Kim Fu, "In This Fantasy"
It’s December 19. Kim Fu, author of The Lost Girls of Camp Forevermore, keeps her head in the clouds.
How would you describe your story?
KIM FU: The story is a series of vignettes, all fantasies of the same character. She fantasizes about becoming a nineteenth-century landlady, encountering a wolf in the woods, being a princess on the day the monarchy is overthrown, and what it’s like to be dead. The vignettes slowly reveal the character at its center.
When did you write it, and how did the writing process compare to your other work?
KF: This story is one of two stories I wrote concurrently between December of 2017 and February of 2018, and I wrote it partially by hand. That’s extremely unusual for me on both fronts—I rarely write that quickly, and I almost never handwrite. But ideas and lines and changes for this story kept coming to me in the strangest places at the strangest times, such that I started to keep a pen and notebook handy. (Luckily, I own approximately ten million unused notebooks.)
What kind of research went into this story?
KF: There’s a section near the middle for which I googled images of wolves and a little bit about wolf behavior, but I’d say the story was most influenced by other works of fiction.
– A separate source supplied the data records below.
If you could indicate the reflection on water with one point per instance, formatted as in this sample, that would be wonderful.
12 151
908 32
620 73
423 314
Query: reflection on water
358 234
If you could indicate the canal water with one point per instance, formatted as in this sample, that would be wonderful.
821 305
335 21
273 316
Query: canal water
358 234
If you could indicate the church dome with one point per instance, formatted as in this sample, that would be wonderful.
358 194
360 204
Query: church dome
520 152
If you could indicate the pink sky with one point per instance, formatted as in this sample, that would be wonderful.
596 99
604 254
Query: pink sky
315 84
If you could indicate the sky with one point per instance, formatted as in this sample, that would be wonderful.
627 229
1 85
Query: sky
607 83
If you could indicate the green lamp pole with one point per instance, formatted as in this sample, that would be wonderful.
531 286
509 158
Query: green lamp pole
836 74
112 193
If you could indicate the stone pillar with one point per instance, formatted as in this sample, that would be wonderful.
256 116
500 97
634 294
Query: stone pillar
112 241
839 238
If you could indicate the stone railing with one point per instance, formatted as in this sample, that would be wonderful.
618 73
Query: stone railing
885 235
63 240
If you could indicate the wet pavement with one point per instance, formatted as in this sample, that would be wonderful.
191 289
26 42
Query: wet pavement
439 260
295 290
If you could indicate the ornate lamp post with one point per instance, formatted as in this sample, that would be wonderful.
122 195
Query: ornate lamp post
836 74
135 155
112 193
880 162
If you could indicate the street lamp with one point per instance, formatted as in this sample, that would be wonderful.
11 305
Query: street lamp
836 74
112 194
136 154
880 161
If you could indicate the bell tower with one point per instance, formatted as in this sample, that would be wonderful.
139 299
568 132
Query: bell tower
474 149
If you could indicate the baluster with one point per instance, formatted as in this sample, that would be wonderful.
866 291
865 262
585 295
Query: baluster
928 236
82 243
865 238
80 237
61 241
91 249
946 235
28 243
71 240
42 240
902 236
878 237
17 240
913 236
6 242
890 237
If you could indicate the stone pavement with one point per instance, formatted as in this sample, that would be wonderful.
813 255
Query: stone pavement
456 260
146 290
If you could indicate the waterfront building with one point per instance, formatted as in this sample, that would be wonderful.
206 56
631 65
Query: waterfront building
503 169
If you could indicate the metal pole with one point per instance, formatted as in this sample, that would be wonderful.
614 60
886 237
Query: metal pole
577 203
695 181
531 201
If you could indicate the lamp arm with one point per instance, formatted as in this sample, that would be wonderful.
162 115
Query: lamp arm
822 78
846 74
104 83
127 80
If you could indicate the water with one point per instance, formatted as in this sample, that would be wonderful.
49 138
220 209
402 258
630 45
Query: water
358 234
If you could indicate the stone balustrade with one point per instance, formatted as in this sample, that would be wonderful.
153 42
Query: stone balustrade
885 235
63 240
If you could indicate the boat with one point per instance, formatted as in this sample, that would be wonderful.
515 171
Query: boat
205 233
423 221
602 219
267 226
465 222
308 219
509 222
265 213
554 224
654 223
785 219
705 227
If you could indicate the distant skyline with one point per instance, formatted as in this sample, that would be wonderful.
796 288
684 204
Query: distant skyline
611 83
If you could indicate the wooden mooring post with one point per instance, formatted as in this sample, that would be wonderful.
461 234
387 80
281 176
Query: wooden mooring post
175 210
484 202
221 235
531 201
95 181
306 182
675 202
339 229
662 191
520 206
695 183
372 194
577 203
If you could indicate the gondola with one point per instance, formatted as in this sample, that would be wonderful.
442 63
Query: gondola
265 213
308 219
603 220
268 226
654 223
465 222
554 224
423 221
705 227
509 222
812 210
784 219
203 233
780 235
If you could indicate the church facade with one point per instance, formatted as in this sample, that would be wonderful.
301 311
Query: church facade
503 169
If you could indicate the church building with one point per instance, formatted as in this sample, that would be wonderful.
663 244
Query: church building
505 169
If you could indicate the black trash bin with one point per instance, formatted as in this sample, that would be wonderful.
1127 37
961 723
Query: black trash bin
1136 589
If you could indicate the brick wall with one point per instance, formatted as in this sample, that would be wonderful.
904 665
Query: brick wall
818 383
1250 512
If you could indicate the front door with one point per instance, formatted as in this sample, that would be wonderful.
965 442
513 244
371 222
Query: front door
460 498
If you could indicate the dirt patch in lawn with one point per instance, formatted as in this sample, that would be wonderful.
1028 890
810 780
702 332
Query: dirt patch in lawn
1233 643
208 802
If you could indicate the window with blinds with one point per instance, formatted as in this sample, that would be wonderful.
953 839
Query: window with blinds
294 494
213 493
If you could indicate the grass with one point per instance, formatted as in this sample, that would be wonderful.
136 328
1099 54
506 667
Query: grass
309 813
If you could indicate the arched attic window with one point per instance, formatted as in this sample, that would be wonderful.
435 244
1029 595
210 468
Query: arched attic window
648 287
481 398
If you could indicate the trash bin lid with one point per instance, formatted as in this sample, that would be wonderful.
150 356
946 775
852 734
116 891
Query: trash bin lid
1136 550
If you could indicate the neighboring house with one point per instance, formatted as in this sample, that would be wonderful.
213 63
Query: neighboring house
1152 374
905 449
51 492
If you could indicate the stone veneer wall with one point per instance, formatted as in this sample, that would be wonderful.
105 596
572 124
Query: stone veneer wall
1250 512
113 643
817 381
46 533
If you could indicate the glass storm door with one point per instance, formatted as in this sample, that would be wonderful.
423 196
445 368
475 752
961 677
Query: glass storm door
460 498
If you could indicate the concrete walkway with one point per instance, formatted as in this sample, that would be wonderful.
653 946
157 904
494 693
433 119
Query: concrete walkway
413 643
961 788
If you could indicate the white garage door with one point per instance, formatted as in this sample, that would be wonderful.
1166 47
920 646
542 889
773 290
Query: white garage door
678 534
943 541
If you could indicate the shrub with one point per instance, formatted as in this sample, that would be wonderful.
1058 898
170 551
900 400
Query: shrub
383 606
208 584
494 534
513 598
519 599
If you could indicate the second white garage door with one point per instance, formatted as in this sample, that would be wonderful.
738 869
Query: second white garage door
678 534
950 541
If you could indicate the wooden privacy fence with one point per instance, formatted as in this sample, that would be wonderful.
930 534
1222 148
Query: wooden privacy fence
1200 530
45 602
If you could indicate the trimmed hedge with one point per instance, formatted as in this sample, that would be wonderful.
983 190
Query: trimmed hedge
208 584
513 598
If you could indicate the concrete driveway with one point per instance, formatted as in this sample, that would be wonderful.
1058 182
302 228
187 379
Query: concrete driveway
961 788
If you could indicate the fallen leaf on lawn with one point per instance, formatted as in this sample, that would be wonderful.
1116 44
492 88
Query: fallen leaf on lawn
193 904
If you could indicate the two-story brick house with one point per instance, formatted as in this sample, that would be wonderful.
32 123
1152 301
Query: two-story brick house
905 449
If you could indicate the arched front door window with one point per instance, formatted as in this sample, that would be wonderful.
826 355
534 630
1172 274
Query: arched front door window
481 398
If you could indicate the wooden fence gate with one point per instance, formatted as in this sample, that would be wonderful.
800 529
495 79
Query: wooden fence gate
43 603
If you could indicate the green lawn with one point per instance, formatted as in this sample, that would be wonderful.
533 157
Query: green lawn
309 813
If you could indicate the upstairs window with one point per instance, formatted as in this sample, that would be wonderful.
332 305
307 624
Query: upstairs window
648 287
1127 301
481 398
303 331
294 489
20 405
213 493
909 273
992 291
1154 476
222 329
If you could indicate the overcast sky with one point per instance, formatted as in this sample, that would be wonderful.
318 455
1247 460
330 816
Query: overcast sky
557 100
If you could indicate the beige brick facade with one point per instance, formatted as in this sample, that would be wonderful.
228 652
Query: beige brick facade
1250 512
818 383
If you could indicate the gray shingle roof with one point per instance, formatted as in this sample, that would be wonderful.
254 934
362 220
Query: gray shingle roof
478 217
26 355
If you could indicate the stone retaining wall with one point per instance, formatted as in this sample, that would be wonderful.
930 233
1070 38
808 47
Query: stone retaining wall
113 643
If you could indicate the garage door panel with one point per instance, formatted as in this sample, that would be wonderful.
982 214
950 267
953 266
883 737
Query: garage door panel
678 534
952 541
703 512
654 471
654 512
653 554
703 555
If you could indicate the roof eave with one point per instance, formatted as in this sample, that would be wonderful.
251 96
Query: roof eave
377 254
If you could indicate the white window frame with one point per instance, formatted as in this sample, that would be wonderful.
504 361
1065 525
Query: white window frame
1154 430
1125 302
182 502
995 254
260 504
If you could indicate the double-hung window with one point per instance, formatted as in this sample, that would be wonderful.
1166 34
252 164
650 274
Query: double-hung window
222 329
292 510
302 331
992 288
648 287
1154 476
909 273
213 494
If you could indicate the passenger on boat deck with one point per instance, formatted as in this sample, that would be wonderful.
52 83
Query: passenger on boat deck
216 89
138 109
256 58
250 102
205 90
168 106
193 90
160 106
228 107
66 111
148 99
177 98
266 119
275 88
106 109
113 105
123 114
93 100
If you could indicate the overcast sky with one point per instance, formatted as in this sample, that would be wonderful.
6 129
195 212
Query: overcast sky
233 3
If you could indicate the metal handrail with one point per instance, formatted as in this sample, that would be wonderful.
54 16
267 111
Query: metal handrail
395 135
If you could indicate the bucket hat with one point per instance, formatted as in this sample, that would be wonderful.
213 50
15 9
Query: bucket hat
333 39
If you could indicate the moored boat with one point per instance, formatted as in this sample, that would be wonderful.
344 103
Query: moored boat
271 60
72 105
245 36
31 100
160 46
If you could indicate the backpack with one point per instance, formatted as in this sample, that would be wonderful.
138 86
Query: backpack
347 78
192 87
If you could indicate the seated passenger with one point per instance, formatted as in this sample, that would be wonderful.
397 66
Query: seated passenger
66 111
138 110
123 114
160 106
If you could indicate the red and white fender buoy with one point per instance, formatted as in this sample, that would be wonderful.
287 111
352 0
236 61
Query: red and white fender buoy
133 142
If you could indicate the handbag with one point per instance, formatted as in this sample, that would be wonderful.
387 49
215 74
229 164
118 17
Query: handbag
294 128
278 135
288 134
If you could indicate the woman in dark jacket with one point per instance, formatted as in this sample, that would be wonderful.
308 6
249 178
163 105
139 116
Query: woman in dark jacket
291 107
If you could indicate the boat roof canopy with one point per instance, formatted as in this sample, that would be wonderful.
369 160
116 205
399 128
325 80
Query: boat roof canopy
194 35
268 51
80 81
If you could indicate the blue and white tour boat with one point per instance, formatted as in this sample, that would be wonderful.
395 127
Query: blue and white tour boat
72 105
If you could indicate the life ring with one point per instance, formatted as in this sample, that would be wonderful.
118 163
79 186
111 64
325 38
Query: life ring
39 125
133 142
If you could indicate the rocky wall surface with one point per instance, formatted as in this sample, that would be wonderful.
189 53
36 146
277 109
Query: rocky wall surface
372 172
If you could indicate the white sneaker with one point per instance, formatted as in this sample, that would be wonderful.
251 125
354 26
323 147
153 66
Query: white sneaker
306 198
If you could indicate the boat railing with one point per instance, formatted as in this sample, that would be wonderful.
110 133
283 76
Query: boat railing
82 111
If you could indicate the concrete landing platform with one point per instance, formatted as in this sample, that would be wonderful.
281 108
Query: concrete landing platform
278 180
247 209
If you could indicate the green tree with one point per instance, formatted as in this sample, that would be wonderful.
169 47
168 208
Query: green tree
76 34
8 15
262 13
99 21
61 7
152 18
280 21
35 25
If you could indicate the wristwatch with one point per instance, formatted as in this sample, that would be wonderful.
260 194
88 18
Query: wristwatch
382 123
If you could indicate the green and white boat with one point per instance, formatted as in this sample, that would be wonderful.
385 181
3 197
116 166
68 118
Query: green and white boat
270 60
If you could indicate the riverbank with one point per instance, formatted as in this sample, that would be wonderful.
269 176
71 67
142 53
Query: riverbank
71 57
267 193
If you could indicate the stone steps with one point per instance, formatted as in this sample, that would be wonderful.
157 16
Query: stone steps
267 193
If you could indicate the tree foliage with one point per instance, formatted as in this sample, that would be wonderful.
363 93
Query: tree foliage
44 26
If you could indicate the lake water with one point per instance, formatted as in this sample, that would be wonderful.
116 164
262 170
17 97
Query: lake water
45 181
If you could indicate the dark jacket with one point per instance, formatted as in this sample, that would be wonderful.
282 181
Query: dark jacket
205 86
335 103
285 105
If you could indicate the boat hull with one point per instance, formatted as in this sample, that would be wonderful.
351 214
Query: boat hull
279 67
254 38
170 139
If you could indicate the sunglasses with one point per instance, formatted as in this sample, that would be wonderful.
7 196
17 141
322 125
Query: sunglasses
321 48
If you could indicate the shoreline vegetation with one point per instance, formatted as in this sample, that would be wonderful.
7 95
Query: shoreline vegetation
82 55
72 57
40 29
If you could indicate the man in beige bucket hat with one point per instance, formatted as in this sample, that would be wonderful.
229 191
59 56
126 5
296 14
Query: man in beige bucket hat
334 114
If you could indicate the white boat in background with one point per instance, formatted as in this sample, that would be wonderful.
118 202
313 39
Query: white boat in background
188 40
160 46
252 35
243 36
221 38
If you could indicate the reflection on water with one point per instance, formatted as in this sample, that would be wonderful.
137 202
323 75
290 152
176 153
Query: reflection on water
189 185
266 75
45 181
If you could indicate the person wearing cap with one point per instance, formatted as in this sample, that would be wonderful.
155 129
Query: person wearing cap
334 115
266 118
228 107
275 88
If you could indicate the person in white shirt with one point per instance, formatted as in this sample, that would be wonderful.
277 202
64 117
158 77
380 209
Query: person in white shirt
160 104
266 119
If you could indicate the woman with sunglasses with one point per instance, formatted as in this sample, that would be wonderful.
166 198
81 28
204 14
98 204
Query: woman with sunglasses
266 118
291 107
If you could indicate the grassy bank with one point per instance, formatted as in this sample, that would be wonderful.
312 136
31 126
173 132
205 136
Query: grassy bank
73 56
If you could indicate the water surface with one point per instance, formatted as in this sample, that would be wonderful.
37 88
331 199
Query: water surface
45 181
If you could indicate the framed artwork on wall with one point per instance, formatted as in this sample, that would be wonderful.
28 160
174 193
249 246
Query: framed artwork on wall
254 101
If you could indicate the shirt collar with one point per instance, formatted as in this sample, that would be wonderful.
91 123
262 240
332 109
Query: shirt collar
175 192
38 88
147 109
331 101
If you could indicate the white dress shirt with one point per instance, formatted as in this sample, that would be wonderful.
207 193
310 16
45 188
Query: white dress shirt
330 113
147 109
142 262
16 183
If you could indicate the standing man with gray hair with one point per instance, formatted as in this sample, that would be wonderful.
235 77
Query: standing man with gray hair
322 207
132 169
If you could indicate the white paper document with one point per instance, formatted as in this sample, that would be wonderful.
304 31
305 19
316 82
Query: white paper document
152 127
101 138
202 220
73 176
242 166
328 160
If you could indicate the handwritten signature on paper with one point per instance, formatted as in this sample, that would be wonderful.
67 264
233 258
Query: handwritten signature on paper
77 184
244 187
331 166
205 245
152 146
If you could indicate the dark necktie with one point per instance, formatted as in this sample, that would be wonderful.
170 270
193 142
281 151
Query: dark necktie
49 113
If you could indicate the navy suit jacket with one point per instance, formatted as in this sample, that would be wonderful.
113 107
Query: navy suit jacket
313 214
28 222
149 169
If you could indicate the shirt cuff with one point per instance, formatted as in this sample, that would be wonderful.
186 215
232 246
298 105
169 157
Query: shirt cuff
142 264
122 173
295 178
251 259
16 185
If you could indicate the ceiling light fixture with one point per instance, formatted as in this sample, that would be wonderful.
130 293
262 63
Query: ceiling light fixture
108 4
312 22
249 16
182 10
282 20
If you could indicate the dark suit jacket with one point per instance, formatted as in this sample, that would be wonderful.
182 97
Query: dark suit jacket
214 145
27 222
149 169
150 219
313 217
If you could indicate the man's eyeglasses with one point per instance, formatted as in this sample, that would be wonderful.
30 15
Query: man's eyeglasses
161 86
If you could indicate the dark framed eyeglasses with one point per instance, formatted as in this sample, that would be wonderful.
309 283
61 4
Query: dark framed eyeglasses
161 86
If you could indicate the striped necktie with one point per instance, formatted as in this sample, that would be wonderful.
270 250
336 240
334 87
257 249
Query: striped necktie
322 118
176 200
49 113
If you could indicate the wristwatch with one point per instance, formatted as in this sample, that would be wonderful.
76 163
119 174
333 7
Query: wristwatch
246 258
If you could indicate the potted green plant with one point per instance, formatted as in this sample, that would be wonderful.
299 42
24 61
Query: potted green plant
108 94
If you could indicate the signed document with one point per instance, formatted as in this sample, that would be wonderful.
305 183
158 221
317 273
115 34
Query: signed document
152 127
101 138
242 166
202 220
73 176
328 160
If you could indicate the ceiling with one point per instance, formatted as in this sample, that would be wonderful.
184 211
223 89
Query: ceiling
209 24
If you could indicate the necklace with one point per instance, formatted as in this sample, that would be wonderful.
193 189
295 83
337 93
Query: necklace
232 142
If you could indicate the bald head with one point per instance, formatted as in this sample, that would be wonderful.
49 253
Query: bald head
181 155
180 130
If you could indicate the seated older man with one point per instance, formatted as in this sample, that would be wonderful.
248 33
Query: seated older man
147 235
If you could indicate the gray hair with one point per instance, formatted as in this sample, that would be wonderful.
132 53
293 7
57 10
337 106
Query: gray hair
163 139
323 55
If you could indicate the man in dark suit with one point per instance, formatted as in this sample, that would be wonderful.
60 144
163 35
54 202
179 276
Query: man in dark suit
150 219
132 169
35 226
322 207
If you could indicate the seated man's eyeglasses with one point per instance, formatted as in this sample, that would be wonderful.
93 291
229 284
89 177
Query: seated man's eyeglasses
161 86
Kevin Brockmeier and Sarah Waters were definitely bouncing around in the back of my mind.
What, to you, makes the short story a special form? What can it do that other kinds of writing can't?
KF: My favorite thing to do as an editor and teacher is what I call the “ninja scalpel edit,” where I cut hundreds or even thousands of words from a piece without—hopefully—changing its major beats or essential character. On several occasions, the writer has responded that they couldn’t even tell what was missing, and that’s just the best feeling. I love concision, reduction, whittling down—though it’s obviously harder to practice in my own writing, with my giant ego in the way.
Short stories often contain a whole world, as much as a novel does, but in a fraction of the space. It’s incredible to me that you can, say, read a story from start to finish over lunch, and in that time, entirely inhabit another person and their lifetime of experience. Anthologies can be especially great in this way, allowing you to enter and exit dozens of universes, one after another, in the time it takes to read a book.
Where should people go to learn more about you and your work?
KF: My website is kim-fu.com. I’m also @skimfu on Twitter and @skim.fu on Instagram. Fair warning: there’re a lot of pictures of my dog.
What's the best gift you've ever been given?
KF: This is going to be painfully sincere; I apologize in advance. My dad passed away in 2011. He was the one who cooked all our meals growing up, and when I miss him, I often think about his cooking, and how no will never ever feed me again the way he did, as knowingly, as matter-of-factly, without expectation—just a pure expression of love. Before he died, he planted an apple-pear (also called an Asian pear) tree. I didn’t know about it until very recently, when it started to bear fruit. When my mom and I ate them, it felt like he was feeding us one more time, a gift from the other side.